ECLI:NL:RBDHA:2021:3948
Rechtbank Den Haag
- Eerste aanleg - enkelvoudig
- Rechtspraak.nl
Weigering machtiging tot voorlopig verblijf voor familieleden van referent in het kader van vreemdelingenrecht
In deze zaak, behandeld door de Rechtbank Den Haag, hebben eisers, die de Eritrese nationaliteit bezitten, beroep ingesteld tegen de ongegrondverklaring van hun bezwaar tegen de weigering van de staatssecretaris van Justitie en Veiligheid om hen een machtiging tot voorlopig verblijf (mvv) te verlenen. De eisers, die de zussen en broer zijn van de referent, hebben op 5 december 2018 mvv's aangevraagd voor het verblijfsdoel 'familie en gezin'. Deze aanvragen werden echter afgewezen bij besluit van 16 mei 2019. Het bestreden besluit, dat op 12 oktober 2020 werd genomen, verklaarde het bezwaar van eisers ongegrond, met de overweging dat de aanvragen van hun ouders ook waren afgewezen en dat zij hun familieleven buiten Nederland konden voortzetten.
De behandeling van het beroep vond plaats op 24 februari 2021, waarbij eisers werden vertegenwoordigd door hun gemachtigde, mr. A.W.M. van de Wouw, en de staatssecretaris door zijn gemachtigde. Tijdens de zitting waren ook de referent en een tolk aanwezig. De rechtbank oordeelde dat er geen strijd was met artikel 8 van het Europees Verdrag voor de Rechten van de Mens (EVRM), omdat eisers niet van hun ouders worden gescheiden.
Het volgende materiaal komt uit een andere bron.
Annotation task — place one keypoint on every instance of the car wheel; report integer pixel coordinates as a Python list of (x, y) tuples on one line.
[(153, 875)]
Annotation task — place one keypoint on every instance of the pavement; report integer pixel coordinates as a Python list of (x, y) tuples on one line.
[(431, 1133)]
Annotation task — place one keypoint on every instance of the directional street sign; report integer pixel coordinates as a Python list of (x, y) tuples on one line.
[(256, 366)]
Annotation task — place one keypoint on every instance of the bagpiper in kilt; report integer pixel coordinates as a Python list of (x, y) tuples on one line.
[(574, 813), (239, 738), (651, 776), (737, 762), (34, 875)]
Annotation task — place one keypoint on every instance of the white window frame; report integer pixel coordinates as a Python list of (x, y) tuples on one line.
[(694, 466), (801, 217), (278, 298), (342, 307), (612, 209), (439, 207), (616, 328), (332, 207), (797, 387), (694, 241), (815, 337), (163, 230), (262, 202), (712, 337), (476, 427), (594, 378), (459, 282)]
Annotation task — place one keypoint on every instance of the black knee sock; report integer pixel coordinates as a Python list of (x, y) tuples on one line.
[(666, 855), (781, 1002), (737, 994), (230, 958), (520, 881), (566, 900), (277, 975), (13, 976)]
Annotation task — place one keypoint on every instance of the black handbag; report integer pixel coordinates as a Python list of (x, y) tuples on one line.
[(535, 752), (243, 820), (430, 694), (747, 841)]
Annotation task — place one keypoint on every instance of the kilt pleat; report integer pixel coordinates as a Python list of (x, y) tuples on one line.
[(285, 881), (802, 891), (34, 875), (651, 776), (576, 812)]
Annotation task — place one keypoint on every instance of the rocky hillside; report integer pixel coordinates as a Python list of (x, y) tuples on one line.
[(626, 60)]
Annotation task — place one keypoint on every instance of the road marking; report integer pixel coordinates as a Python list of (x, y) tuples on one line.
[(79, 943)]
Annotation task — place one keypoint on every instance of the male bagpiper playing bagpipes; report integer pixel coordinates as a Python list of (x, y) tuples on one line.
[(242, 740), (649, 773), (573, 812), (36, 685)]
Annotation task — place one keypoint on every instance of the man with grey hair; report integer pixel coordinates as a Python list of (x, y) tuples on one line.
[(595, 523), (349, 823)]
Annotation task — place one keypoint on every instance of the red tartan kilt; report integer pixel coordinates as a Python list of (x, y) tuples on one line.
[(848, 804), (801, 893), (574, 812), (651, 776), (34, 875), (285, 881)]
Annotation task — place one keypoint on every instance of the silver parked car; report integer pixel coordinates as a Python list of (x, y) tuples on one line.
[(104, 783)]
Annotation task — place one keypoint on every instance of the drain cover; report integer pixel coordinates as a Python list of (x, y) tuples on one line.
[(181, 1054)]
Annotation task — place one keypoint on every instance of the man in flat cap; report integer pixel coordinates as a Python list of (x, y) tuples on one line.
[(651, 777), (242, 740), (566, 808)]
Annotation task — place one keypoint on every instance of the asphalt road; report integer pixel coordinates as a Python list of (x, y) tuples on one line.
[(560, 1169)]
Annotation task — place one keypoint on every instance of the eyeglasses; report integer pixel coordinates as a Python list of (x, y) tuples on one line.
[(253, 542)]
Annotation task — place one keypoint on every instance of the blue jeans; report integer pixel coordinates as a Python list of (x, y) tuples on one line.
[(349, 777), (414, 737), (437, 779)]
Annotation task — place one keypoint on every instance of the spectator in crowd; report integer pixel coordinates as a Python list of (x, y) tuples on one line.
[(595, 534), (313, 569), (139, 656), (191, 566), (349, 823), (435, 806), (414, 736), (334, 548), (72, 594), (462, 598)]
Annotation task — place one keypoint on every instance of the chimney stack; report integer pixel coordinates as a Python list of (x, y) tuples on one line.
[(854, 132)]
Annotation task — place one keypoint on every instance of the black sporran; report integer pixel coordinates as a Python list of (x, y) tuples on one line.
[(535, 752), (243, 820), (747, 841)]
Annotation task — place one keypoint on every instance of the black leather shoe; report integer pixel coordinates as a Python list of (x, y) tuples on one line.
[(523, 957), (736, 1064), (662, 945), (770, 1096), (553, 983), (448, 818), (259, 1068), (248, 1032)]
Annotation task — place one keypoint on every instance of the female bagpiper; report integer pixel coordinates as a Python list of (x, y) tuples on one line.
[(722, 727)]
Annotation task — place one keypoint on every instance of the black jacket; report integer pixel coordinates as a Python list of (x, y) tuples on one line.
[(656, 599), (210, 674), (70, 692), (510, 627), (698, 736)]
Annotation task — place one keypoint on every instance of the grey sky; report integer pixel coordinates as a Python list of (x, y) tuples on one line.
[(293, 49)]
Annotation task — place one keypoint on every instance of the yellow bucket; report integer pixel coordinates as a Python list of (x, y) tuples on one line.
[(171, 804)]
De rechtbank heeft in een eerdere uitspraak met zaaknummer AWB 20/7973 het beroep van de ouders van eisers ook ongegrond verklaard.
Uiteindelijk heeft de rechtbank het beroep van eisers ongegrond verklaard en geen aanleiding gezien voor een proceskostenveroordeling. De uitspraak werd openbaar uitgesproken op 25 maart 2021, en partijen zijn op de hoogte gesteld van hun recht om binnen vier weken hoger beroep in te stellen bij de Afdeling bestuursrechtspraak van de Raad van State.